Agriculture Reference
In-Depth Information
4.6.2 Supervised Classification
Supervised classification is an essential tool for extracting quantitative information
from remotely sensed image data. Supervised classification is much more accurate
for mapping classes, but heavily depends on the cognition and skills of the image
specialist. Supervised classification is a very complex topic, and involves different
steps.
Some pre-processing is required before pixels can be classified into known
classes. One of the most important pre-processing operations is to find similar
regions in the image (from a spectral point of view), and collect the main spectral
characteristics of the classes we are interested in. These homogenous regions are
then used to determine the training sites in the following classification. This topic is
linked to the choice of statistical unit (see Chap. 5 ) .

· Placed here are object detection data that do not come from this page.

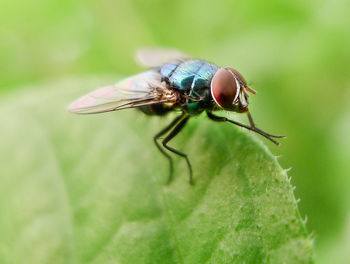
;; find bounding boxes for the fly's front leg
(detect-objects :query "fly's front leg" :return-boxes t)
[162,116,193,184]
[207,112,284,146]
[247,112,285,138]
[153,115,184,183]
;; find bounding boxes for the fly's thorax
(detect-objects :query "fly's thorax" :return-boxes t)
[159,59,219,99]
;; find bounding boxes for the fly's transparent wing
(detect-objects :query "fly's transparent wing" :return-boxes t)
[68,70,176,114]
[135,48,191,67]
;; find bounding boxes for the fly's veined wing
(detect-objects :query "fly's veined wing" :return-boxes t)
[135,48,191,67]
[68,70,176,114]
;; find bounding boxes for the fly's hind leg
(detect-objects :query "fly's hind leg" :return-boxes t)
[162,115,193,184]
[153,115,184,183]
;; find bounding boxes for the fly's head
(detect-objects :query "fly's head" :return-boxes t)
[210,67,256,113]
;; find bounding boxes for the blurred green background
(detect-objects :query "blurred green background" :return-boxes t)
[0,0,350,263]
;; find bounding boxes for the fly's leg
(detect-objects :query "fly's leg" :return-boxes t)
[153,115,184,183]
[207,112,285,146]
[248,112,285,138]
[162,115,193,184]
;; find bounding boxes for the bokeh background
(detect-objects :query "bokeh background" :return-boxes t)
[0,0,350,263]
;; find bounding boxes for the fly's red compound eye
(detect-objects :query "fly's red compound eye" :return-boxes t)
[211,68,239,109]
[227,68,247,85]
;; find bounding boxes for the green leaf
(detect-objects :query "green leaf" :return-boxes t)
[0,78,313,263]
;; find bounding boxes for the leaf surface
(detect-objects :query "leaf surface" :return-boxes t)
[0,78,313,264]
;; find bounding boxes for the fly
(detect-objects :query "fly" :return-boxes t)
[68,48,284,184]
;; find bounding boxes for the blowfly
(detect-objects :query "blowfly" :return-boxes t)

A variety of algorithms are available for supervised classification, ranging from
those based upon probability distribution models for the classes of interest, to those
in which the multispectral space is partitioned into class-specific regions using
optimally located surfaces.
In supervised classification, the set of labels to be assigned to the regions is a
priori known. In agricultural surveys, the classical situation is that a sample of
spatial units is selected from a frame covering the domain. These units can be
points, regular or irregular polygons (Sects. 1.4 and 3.2 ), or geocoded data mapped
through an agricultural household survey. These sources of information constitute
the basic set of labels that are defined in the questionnaire (see Sect. 9.2 ), and their
geographical positions are available from randomly selected portions of land.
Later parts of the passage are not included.